Wir reden nun aber heute über ein Ausführungsgesetz, praktisch eine Erläuterung dessen, was uns durch bestehende Regelungen vorgegeben wird. Das ist in seiner Substanz überhaupt nichts Neues. Das ist einerseits die Schuldenbremse, die wir mit breiter Mehrheit beschlossen und der wir uns verpflichtet haben und das ist die Verwaltungsvereinbarung mit dem Bund, deren Einhaltung maßgebliche Voraussetzung für die Zahlung der Konsolidierungshilfen ist. Dass Sie diese Vereinbarung hier skandalisieren, finde ich schon sehr verwegen.

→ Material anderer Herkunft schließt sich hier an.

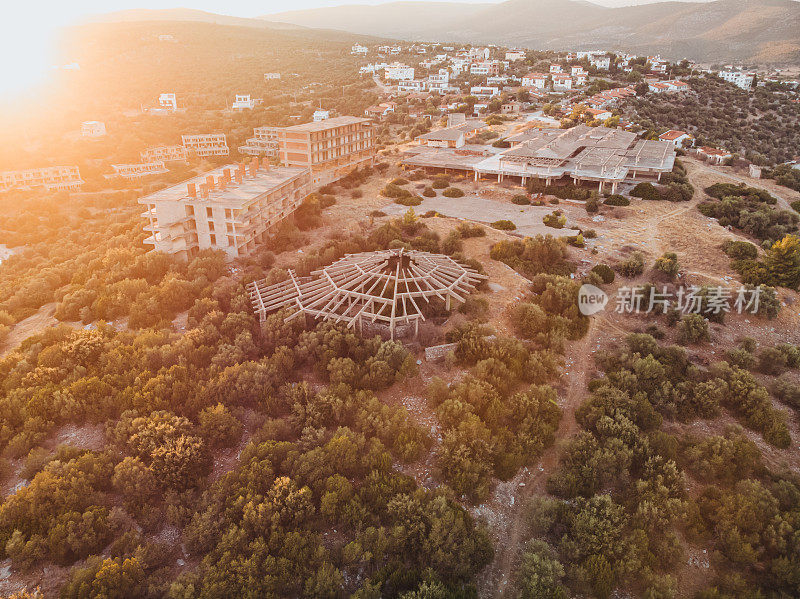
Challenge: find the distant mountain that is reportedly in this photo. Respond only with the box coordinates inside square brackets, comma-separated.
[263, 0, 800, 63]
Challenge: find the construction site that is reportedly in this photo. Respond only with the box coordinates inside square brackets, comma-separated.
[403, 125, 675, 193]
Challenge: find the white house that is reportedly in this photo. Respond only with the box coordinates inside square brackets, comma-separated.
[231, 94, 261, 110]
[469, 85, 500, 98]
[522, 73, 548, 89]
[158, 94, 178, 110]
[553, 73, 572, 91]
[81, 121, 106, 138]
[383, 62, 414, 81]
[719, 69, 756, 90]
[658, 129, 694, 148]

(Beifall bei SPD, BÜNDNIS 90/DIE GRÜ- NEN und SSW)

Sie wollen nun aber die Finanzplanung der Regierung in Gesetzesform bringen und muten den Menschen in Schleswig-Holstein Belastungen zu, die sich eben nicht aus der Schuldenbremse ableiten lassen.

(Lars Harms [SSW]: So ist es!)

Wir alle wissen, dass der Abbau der Neuverschuldung auf null im Jahr 2020 ein hartes Stück Arbeit ist. Wir bezweifeln auch nicht, dass für eine verlässliche Finanzplanung auf Schleswig-Holstein bezogene Erwartungen der Steuereinnahmen zugrunde gelegt werden müssen. Fakt ist aber, dass der Bund

(Birgit Herdejürgen)

von einem höheren strukturellen Defizit ausgeht als das Ministerium. Wichtig ist doch, dass wir genau diese strukturellen Probleme bis 2020 bereinigt haben. Sie wollen mit Ihrem heute vorgelegten Gesetzentwurf einen Abbaupfad zwingend vorgeben, der über die Anforderungen der Verfassung hinausgeht, allerdings ohne die Hausaufgaben gemacht zu haben, die beispielsweise für einen reibungslosen Personalabbau nötig wären. Wo sind die Vorschläge für Aufgabenabbau? An welcher Stelle werden Verwaltungen verschlankt oder neu geordnet? Wo sind die Ideen für Strukturveränderungen?

(Beifall bei SPD, BÜNDNIS 90/DIE GRÜ- NEN und SSW)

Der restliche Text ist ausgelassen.